Izatha metadelta is a moth of the family Oecophoridae. It is endemic to New Zealand, where it is known from the North Island only. It is rare north of Waikato and the Bay of Plenty.

== Taxonomy ==
This species was first described by Edward Meyrick in 1905 using three specimens collected in Wellington by George Hudson. The lectotype specimen is held at the Natural History Museum, London. Hudson discussed and illustrated this species in his 1928 publication The Butterflies and Moths of New Zealand.

==Description==

The wingspan is 15–18.5 mm for males and 19–25.5 mm for females. Meyrick first described this species as follows:

♂. 17 mm, ♀. 19-25 mm. Head fuscous sprinkled with whitish, with well-marked conical horny frontal prominence concealed in scales.
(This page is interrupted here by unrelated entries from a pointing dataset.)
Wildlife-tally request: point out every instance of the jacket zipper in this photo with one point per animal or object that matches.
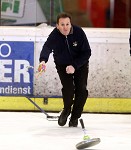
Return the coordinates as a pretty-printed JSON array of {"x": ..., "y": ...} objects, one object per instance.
[{"x": 68, "y": 46}]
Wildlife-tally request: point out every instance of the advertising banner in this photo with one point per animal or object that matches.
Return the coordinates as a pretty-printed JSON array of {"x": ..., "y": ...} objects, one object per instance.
[{"x": 16, "y": 76}]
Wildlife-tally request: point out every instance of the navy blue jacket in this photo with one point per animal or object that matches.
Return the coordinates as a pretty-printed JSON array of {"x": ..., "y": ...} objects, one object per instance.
[{"x": 72, "y": 49}]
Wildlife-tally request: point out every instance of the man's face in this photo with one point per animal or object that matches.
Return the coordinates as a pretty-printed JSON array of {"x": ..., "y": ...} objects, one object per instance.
[{"x": 64, "y": 26}]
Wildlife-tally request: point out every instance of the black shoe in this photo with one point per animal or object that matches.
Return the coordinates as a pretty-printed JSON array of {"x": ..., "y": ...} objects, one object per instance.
[
  {"x": 73, "y": 123},
  {"x": 63, "y": 117}
]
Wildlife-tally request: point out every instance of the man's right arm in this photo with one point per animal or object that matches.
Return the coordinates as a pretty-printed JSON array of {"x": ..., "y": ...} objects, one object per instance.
[{"x": 130, "y": 42}]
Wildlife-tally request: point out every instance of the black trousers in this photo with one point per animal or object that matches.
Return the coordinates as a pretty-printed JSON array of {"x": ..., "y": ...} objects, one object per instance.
[{"x": 74, "y": 89}]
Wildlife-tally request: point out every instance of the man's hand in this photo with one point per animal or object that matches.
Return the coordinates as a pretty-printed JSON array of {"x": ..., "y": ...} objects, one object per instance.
[
  {"x": 70, "y": 69},
  {"x": 42, "y": 67}
]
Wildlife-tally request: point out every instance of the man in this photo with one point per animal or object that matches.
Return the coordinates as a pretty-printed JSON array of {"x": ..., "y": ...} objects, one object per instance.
[{"x": 71, "y": 52}]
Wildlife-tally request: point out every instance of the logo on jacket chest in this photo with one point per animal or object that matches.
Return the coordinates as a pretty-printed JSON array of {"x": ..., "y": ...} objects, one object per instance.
[{"x": 75, "y": 44}]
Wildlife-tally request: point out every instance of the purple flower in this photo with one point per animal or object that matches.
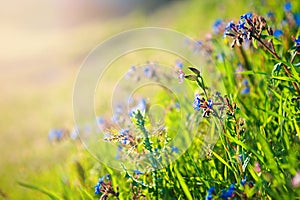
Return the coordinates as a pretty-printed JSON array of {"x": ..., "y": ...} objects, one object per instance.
[
  {"x": 229, "y": 26},
  {"x": 180, "y": 76},
  {"x": 210, "y": 103},
  {"x": 55, "y": 134},
  {"x": 246, "y": 90},
  {"x": 209, "y": 196},
  {"x": 270, "y": 14},
  {"x": 287, "y": 7},
  {"x": 257, "y": 167},
  {"x": 247, "y": 16},
  {"x": 297, "y": 18},
  {"x": 297, "y": 40},
  {"x": 278, "y": 33},
  {"x": 99, "y": 184},
  {"x": 241, "y": 25},
  {"x": 217, "y": 26},
  {"x": 197, "y": 102},
  {"x": 179, "y": 64},
  {"x": 296, "y": 180}
]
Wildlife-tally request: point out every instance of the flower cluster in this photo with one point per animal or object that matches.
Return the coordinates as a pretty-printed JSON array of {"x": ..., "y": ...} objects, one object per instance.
[
  {"x": 249, "y": 26},
  {"x": 104, "y": 187},
  {"x": 201, "y": 103},
  {"x": 229, "y": 193},
  {"x": 210, "y": 193}
]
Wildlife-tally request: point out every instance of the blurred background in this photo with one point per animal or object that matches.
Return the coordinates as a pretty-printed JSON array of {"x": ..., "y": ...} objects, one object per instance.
[{"x": 43, "y": 44}]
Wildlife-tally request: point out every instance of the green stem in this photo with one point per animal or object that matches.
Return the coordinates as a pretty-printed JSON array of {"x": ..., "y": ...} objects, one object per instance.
[{"x": 286, "y": 69}]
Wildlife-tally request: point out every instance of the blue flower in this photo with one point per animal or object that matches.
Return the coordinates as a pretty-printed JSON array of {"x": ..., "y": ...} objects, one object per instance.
[
  {"x": 209, "y": 196},
  {"x": 55, "y": 134},
  {"x": 278, "y": 33},
  {"x": 197, "y": 102},
  {"x": 246, "y": 90},
  {"x": 123, "y": 131},
  {"x": 174, "y": 149},
  {"x": 297, "y": 18},
  {"x": 209, "y": 103},
  {"x": 270, "y": 14},
  {"x": 297, "y": 40},
  {"x": 179, "y": 64},
  {"x": 229, "y": 26},
  {"x": 241, "y": 25},
  {"x": 247, "y": 16},
  {"x": 137, "y": 172},
  {"x": 287, "y": 7},
  {"x": 243, "y": 181},
  {"x": 228, "y": 193},
  {"x": 98, "y": 186}
]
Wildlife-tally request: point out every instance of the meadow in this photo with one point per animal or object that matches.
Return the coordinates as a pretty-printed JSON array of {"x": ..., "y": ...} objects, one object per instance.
[{"x": 232, "y": 134}]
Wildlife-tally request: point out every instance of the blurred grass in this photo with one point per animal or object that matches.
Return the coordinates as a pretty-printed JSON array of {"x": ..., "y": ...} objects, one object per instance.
[{"x": 37, "y": 84}]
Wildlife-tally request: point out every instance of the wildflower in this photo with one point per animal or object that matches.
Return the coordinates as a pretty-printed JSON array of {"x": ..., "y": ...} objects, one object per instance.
[
  {"x": 297, "y": 41},
  {"x": 297, "y": 18},
  {"x": 137, "y": 172},
  {"x": 270, "y": 14},
  {"x": 174, "y": 149},
  {"x": 257, "y": 167},
  {"x": 296, "y": 180},
  {"x": 287, "y": 7},
  {"x": 55, "y": 134},
  {"x": 246, "y": 90},
  {"x": 130, "y": 72},
  {"x": 277, "y": 33},
  {"x": 243, "y": 181},
  {"x": 179, "y": 64},
  {"x": 217, "y": 26},
  {"x": 198, "y": 102},
  {"x": 228, "y": 193},
  {"x": 247, "y": 16},
  {"x": 210, "y": 193},
  {"x": 180, "y": 76},
  {"x": 141, "y": 106},
  {"x": 148, "y": 72}
]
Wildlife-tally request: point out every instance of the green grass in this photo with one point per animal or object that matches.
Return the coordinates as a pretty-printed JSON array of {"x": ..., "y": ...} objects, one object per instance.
[{"x": 32, "y": 168}]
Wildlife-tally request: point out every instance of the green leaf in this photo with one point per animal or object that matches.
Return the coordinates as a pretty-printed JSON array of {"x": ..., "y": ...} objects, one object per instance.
[
  {"x": 196, "y": 71},
  {"x": 191, "y": 77},
  {"x": 222, "y": 160},
  {"x": 42, "y": 190},
  {"x": 183, "y": 184}
]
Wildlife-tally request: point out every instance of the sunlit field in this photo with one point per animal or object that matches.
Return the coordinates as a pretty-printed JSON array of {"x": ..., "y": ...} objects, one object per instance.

Palpi white, second joint mixed with dark fuscous, with dark fuscous basal and subapical bands, terminal joint mixed with dark fuscous at base, with dark fuscous median band. Antennae dark fuscous ringed with whitish. Thorax whitish, mixed with fuscous in ♂, on patagia ochreous-tinged, anteriorly suffused with dark fuscous. Abdomen dark fuscous mixed with whitish, two basal segments ferruginous-ochreous. Fore-wings elongate, moderate, costa gently arched, apex obtuse, termen straight, rather oblique, rounded beneath; brownish -ochreous or fuscous, more or less sprinkled with whitish and dark fuscous, darkest in ♂, towards costa and dorsum suffused with whitish in ♀; dark fuscous marks at base of costa and dorsum; a small fuscous spot on costa at 1/6, and a larger triangular one on dorsum at 1/3, latter followed in ♀ by a patch of ochreous suffusion; a dark fuscous subquadrate spot on costa before middle, and a larger subtriangular one extending on costa from middle to 3/4; two dark fuscous transverse discal spots before and beyond middle, touching these costal spots respectively, partially edged with black and then with white, first suboval, mostly filled with raised scales, second curved -reniform, lower posterior margin broadly interrupted; in ♂ two undefined longitudinal discal black- ish streaks traversing these spots; an ill-defined cloudy whitish curved subterminal line; a terminal series of small dark fuscous spots: cilia fuscous sprinkled with whitish. Hind-wings in ♂ blackish-fuscous, in ♀ dark fuscous, lighter anteriorly; cilia fuscous, with darker basal shade.

Adults have been recorded in December, January and February.